Lynley held up a hand, saying, “Hang on a moment, sir. She's got something. Havers, go on.”

“Too right I've got something,” Havers asserted. “He'd been speaking to Eugenie for months. You've got that in your notes. He said it and the BT records corroborate.”

“They do,” Lynley said.

“And Gideon told you they were supposed to meet, he and his mother. Right?”

“Yes.”

“Eugenie was supposed to be able to help him get over his stage fright. That's what he said. That's also in your notes. Only they didn't meet, did they? They weren't able to meet because she was killed first. So what if she was killed to
prevent
them from meeting? She didn't know where Gideon lived, did she? The only way she could have found out was from Richard.”

Lynley said thoughtfully, “Davies wants to kill her, and he sees a way. Give her what she thinks is Gideon's address, arrange a time when they're supposed to meet, lie in wait for her—”

“—and when she goes wandering down the street with the address in her hand or wherever it was,
blam
. He runs her down,” Havers concluded. “Then he drives over her to finish her off. But he makes it look like it's related to the older crime by taking Waddington out first and Webberly afterwards.”

“Why?” Leach asked.

“That's the question,” Lynley acknowledged. He said to Havers, “It works, Barbara. I do see that it works. But if Eugenie Davies could help her son regain his music, why would Richard Davies want to stop her? From talking to the man—not to mention from seeing his flat, which is a virtual shrine to Gideon's accomplishments—the only reasonable conclusion is that Richard Davies was determined to get his son playing again.”

“So what if we've been looking at it wrong?” Havers asked.

“In what way?”

“I accept that Richard Davies wants Gideon to play again. If he had an issue with his playing—like jealousy or something, like his kid being more of a success than he is and how can he handle that—then he probably would have done something a long time ago to stop him. But from what we know, the kid's been playing since he was just out of nappies. So what if Eugenie Davies was going to meet Gideon in order to
stop
him ever playing again?”

“Why would she do that?”

“What about
quid pro quo
to Richard? If their marriage ended because of something he'd done—”

“Like putting the nanny in the club?” Leach suggested.

“Or devoting his every waking moment to Gideon and forgetting he had a wife at all, a woman in mourning, a woman with needs … Eugenie loses a child and instead of having someone to lean on, she has Richard, and all he cares about is getting
Gideon
through the trauma so he doesn't freak out and stop playing his music and stop being the son who's admired so much and on the edge of being famous
and gratifying his daddy's every dream and what about
her
through all this? What about his mum? She's been forgotten, left to cope on her own, and she never forgets what it was like, so when she has the chance to put the screws on Richard, she knows just how to do it: when
he
needs her just like she needed him.” Havers drew a deep breath at the end of all this, looking from the DCI to Lynley for their reaction.

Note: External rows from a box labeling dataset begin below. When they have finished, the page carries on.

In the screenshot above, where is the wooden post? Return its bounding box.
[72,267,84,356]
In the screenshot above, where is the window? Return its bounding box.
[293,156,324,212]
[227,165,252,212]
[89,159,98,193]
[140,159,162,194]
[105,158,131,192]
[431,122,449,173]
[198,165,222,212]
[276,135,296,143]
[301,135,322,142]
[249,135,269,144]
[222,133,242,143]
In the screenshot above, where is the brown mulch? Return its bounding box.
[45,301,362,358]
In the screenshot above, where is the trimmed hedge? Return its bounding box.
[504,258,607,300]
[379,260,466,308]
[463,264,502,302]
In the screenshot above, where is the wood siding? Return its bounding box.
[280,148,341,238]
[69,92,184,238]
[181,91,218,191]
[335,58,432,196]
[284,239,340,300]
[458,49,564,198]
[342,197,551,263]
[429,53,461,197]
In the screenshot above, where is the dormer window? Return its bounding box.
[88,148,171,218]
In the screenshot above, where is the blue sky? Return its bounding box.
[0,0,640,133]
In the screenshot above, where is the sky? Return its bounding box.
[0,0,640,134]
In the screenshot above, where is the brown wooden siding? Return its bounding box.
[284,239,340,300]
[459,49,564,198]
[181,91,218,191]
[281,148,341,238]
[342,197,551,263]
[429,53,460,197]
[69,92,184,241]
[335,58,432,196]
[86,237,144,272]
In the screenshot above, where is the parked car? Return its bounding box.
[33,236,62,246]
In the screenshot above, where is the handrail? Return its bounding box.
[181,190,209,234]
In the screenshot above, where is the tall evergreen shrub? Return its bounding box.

Leach was the one to give it. “How?”

“How what?”

“How's she supposed to be able to stop her son playing? What's she going to do, Constable: break his fingers? Run
him
down?”

Havers drew a second breath, but she let it out on a sigh. “I don't know,” she said, her shoulders sagging.

“Right,” Leach snorted. “Well, when you do—”

“No,” Lynley cut in. “There's some sense to this, sir.”

“You're joking,” Leach said.

“There's something in it. Following Havers' line of thinking, we've got an explanation of why Eugenie Davies was carrying Pitchley's address that night, and nothing else we've come up with so far gets anywhere near explaining that.”

“Bollocks,” Leach said.

“What other explanation can we come up with? Nothing ties her to Pitchley. No letter, no phone call, no e-mail.”

“She had e-mail?” Leach demanded.

Havers said, “Right. And her computer—” But she stopped herself abruptly, swallowing the rest of her sentence with a wince.


Computer?
” Leach echoed. “Where the hell's her computer? There's no computer mentioned in your reports.”